The biggest word from him is, “You honestly straight to Allah's path... and I’ll help you with him”.

May Allah bless all of us. I hope its more than just a compromise.I hope its a prayer, a blessing, a wish. I feel some blessing, that someone in your family feels the pain I have. I felt the burden a bit lighter now. Somebody hears.But at the end,I hope you hear me more than others do.

That night, I felt so close to you. As like I’m invited to be apart of yours. I feel like your family are trying to know me more.And giving me chance. If only I’ve been presented by you..



This pain, and love, I hope you do understand.

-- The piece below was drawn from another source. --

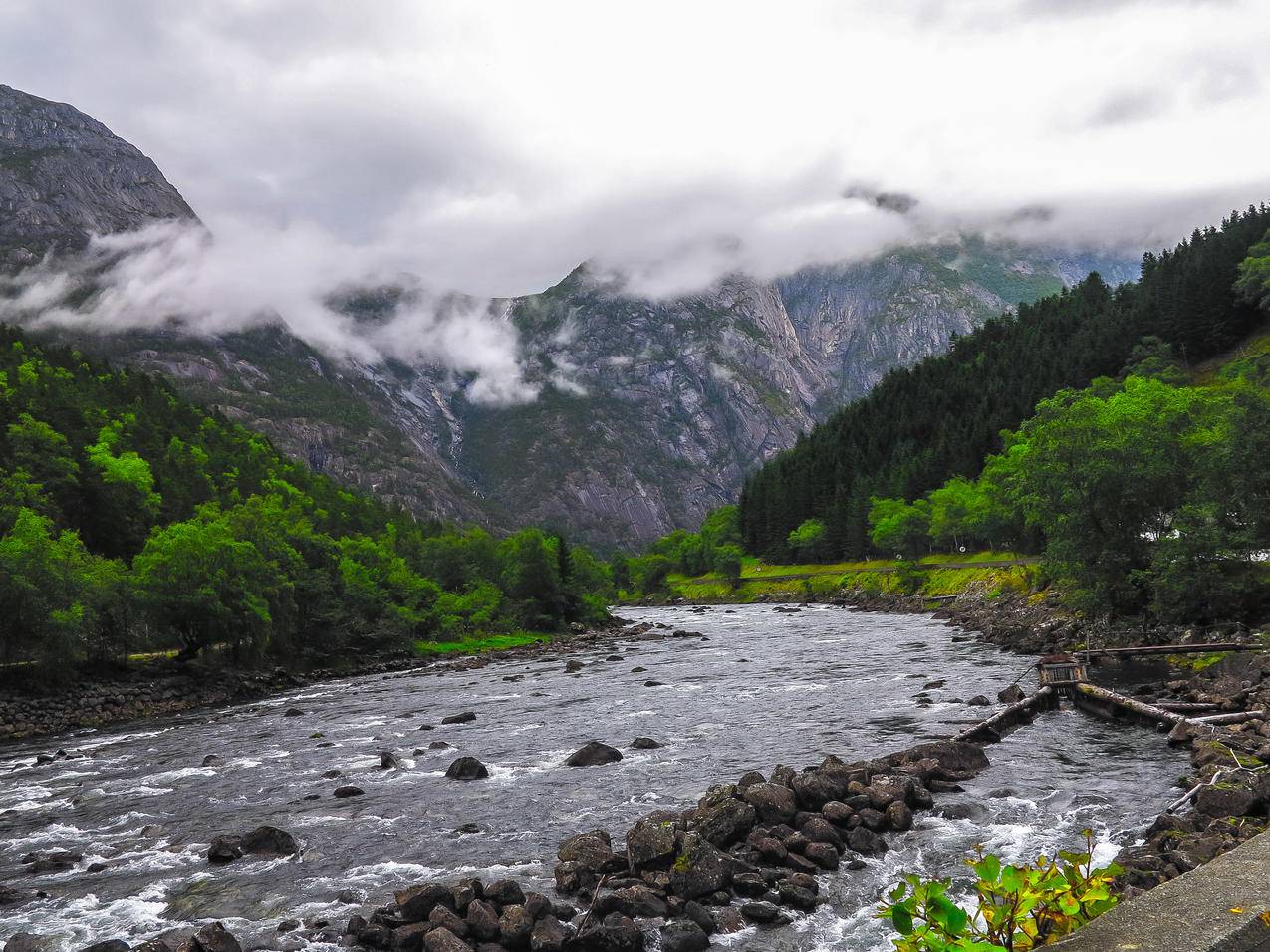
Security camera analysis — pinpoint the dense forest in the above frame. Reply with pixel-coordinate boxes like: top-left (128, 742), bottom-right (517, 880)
top-left (739, 204), bottom-right (1270, 561)
top-left (0, 327), bottom-right (611, 665)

I‘m not the type of girl that when you leave me, I’ll get too angry and delete you easily from my life. I’m the type of girl, when once I’ve given my love to someone, the love shall be seeded for duniya and akhirah. Whether you are alive, or dead, my heart will oweys be there for you, praying you peace, praying for your best, praying for your health, in everything you do, in every steps you take.

Sorry that, I just don’t know how to leave home(you)…



The last miracle phrase from your brother that I’ll never forget…

“Take care of yourself, and your belief(Islam) every day…and from there, will be miracle from Allah SWT”

He, made me believe, that miracles do really exist.once and possibly later.

THE ONLY MIRACLE that happened to me before is HAVING YOU in MY LIFE.

And hopefully, the NEXT MIRACLE would be YOU TO COME BACK TO ME.

Love you dear, more than you ever imagine. More than you ever know.